[AMDGPU] Add support for TFE/LWE in image intrinsics. 2nd try

[android-x86/external-llvm.git] / lib / Target / AMDGPU / SIISelLowering.cpp
diff --git a/lib/Target/AMDGPU/SIISelLowering.cpp b/lib/Target/AMDGPU/SIISelLowering.cpp

index 6374792..9e16737 100644 (file)
--- a/lib/Target/AMDGPU/SIISelLowering.cpp
+++ b/lib/Target/AMDGPU/SIISelLowering.cpp
@@ -216,6 +216,7 @@ SITargetLowering::SITargetLowering(const TargetMachine &TM,
  
    setOperationAction(ISD::INTRINSIC_W_CHAIN, MVT::v2f16, Custom);
    setOperationAction(ISD::INTRINSIC_W_CHAIN, MVT::v4f16, Custom);
+  setOperationAction(ISD::INTRINSIC_W_CHAIN, MVT::v8f16, Custom);
    setOperationAction(ISD::INTRINSIC_W_CHAIN, MVT::Other, Custom);
  
    setOperationAction(ISD::INTRINSIC_VOID, MVT::Other, Custom);
@@ -813,6 +814,47 @@ unsigned SITargetLowering::getVectorTypeBreakdownForCallingConv(
      Context, CC, VT, IntermediateVT, NumIntermediates, RegisterVT);
  }
  
+static MVT memVTFromAggregate(Type *Ty) {
+  // Only limited forms of aggregate type currently expected.

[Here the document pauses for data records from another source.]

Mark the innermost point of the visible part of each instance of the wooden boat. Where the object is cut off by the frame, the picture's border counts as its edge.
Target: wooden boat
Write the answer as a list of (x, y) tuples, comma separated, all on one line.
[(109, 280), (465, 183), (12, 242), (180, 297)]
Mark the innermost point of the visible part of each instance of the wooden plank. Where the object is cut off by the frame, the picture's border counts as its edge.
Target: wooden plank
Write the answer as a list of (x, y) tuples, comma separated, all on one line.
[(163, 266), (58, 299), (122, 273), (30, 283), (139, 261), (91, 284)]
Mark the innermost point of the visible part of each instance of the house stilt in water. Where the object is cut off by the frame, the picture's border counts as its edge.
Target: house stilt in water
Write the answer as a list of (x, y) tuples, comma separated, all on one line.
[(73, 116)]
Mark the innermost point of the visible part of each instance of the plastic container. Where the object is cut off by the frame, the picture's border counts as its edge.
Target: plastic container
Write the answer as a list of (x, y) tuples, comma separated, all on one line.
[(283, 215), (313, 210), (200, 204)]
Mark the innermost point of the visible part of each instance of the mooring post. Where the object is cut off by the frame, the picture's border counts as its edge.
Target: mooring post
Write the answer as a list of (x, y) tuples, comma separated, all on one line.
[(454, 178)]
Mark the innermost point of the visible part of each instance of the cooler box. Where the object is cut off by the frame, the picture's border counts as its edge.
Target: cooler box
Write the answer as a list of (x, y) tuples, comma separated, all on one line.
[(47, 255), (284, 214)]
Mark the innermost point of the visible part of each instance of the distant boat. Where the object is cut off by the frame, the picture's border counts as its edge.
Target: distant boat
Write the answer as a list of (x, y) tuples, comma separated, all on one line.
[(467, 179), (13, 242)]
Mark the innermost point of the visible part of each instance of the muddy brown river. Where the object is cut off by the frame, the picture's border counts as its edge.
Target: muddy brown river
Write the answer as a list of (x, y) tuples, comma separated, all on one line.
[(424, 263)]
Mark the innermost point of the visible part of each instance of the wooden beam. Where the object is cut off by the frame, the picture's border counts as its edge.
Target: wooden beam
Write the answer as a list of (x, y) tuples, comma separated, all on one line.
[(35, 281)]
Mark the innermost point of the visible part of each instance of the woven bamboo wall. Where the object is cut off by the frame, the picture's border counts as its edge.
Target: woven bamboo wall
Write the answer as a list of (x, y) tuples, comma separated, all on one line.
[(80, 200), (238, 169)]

+  assert(Ty->isStructTy() && "Expected struct type");
+
+
+  Type *ElementType = nullptr;
+  unsigned NumElts;
+  if (Ty->getContainedType(0)->isVectorTy()) {
+    VectorType *VecComponent = cast<VectorType>(Ty->getContainedType(0));
+    ElementType = VecComponent->getElementType();
+    NumElts = VecComponent->getNumElements();
+  } else {
+    ElementType = Ty->getContainedType(0);
+    NumElts = 1;
+  }
+
+  assert((Ty->getContainedType(1) && Ty->getContainedType(1)->isIntegerTy(32)) && "Expected int32 type");
+
+  // Calculate the size of the memVT type from the aggregate
+  unsigned Pow2Elts = 0;
+  unsigned ElementSize;
+  switch (ElementType->getTypeID()) {
+    default:
+      llvm_unreachable("Unknown type!");
+    case Type::IntegerTyID:
+      ElementSize = cast<IntegerType>(ElementType)->getBitWidth();
+      break;
+    case Type::HalfTyID:
+      ElementSize = 16;
+      break;
+    case Type::FloatTyID:
+      ElementSize = 32;
+      break;
+  }
+  unsigned AdditionalElts = ElementSize == 16 ? 2 : 1;
+  Pow2Elts = 1 << Log2_32_Ceil(NumElts + AdditionalElts);
+
+  return MVT::getVectorVT(MVT::getVT(ElementType, false),
+                          Pow2Elts);
+}
+
  bool SITargetLowering::getTgtMemIntrinsic(IntrinsicInfo &Info,
                                            const CallInst &CI,
                                            MachineFunction &MF,
@@ -840,7 +882,12 @@ bool SITargetLowering::getTgtMemIntrinsic(IntrinsicInfo &Info,
      Info.flags = MachineMemOperand::MODereferenceable;
      if (Attr.hasFnAttribute(Attribute::ReadOnly)) {
        Info.opc = ISD::INTRINSIC_W_CHAIN;
-      Info.memVT = MVT::getVT(CI.getType());
+      Info.memVT = MVT::getVT(CI.getType(), true);
+      if (Info.memVT == MVT::Other) {
+        // Some intrinsics return an aggregate type - special case to work out
+        // the correct memVT
+        Info.memVT = memVTFromAggregate(CI.getType());
+      }
        Info.flags |= MachineMemOperand::MOLoad;
      } else if (Attr.hasFnAttribute(Attribute::WriteOnly)) {
        Info.opc = ISD::INTRINSIC_VOID;
@@ -4613,6 +4660,109 @@ static bool parseCachePolicy(SDValue CachePolicy, SelectionDAG &DAG,
    return Value == 0;
  }
  
+// Re-construct the required return value for a image load intrinsic.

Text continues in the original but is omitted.